Evaluate the following double integral by rewriting it in polar coordinates:
$\displaystyle\iint\limits_Dxy\,dA$, where $D$ is the disc with center at the origin and radius 5
I have very little understanding about how to do this. The most I know right now is the following:
- $x=r\cos(\theta)$
- $y=r\sin(\theta)$
- $dA=r\,dr\,d\theta$
- $D=\{(x,y)\mid x^2+y^2\leq 25\}$ or $D=\{(r,\theta)\mid r\leq 5\}$
It's given in the problem that $r=5$, so that's a start. I'm assuming then that my limits for $r$ is $0\leq r\leq 5$. But I have no idea how to define the limits for $\theta$. My guess would be $0\leq\theta\leq 2\pi$, but several examples with different regions seem to use $0\leq\theta\leq\pi$.
So here's part of the integral with missing limits on $\theta$:
$$\int\limits_{\alpha}^{\beta}\int\limits_{0}^{5}r^3\sin{\theta}\cos{\theta}\,dr\,d\theta$$
Is my limited understanding correct so far? How do I fill in the holes of this problem? I know how to integrate after I have the proper limits; I just don't know how to define the limits given the information I have.
That's exactly right!
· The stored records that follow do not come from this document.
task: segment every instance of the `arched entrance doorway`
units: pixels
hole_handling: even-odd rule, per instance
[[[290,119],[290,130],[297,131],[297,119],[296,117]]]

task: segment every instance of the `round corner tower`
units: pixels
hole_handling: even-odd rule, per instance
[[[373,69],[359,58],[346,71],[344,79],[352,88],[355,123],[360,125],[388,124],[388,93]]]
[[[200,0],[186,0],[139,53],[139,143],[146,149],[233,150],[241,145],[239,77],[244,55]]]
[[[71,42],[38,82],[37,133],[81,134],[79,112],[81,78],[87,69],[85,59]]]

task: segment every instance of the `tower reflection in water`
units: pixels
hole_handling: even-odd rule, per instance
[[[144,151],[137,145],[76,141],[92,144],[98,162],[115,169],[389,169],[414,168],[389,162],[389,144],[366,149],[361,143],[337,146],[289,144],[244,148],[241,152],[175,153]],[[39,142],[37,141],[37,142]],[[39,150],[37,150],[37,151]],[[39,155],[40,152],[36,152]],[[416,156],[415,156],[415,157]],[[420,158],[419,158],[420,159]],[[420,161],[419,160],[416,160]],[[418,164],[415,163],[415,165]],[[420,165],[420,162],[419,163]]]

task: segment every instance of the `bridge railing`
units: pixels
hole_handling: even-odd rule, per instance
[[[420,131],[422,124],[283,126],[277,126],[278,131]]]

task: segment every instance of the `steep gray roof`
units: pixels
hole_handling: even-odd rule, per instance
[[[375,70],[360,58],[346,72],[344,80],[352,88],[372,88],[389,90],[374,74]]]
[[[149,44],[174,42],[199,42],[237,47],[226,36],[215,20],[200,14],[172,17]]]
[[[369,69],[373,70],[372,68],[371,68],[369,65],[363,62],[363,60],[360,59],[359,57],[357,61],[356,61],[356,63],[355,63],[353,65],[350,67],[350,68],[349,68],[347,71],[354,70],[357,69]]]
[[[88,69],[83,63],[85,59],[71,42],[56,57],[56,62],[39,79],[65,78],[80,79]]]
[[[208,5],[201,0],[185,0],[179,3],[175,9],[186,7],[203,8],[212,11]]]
As far as the limits on $\theta$:
Imagine the radius of a circle "sweeping" out the upper limit on $\theta$. (The starting place for most problems is $\theta = 0$.) I'll call this upper limit $\beta$. See these animated GIFs on various upper limits:
$\beta = \frac{\pi}{2}$:
$\beta = \pi$:
$\beta = 2\pi$:
Since you want the whole disk of a given radius, we want $\beta$ to be $2\pi$. That is, we want to "sweep out" the whole circle.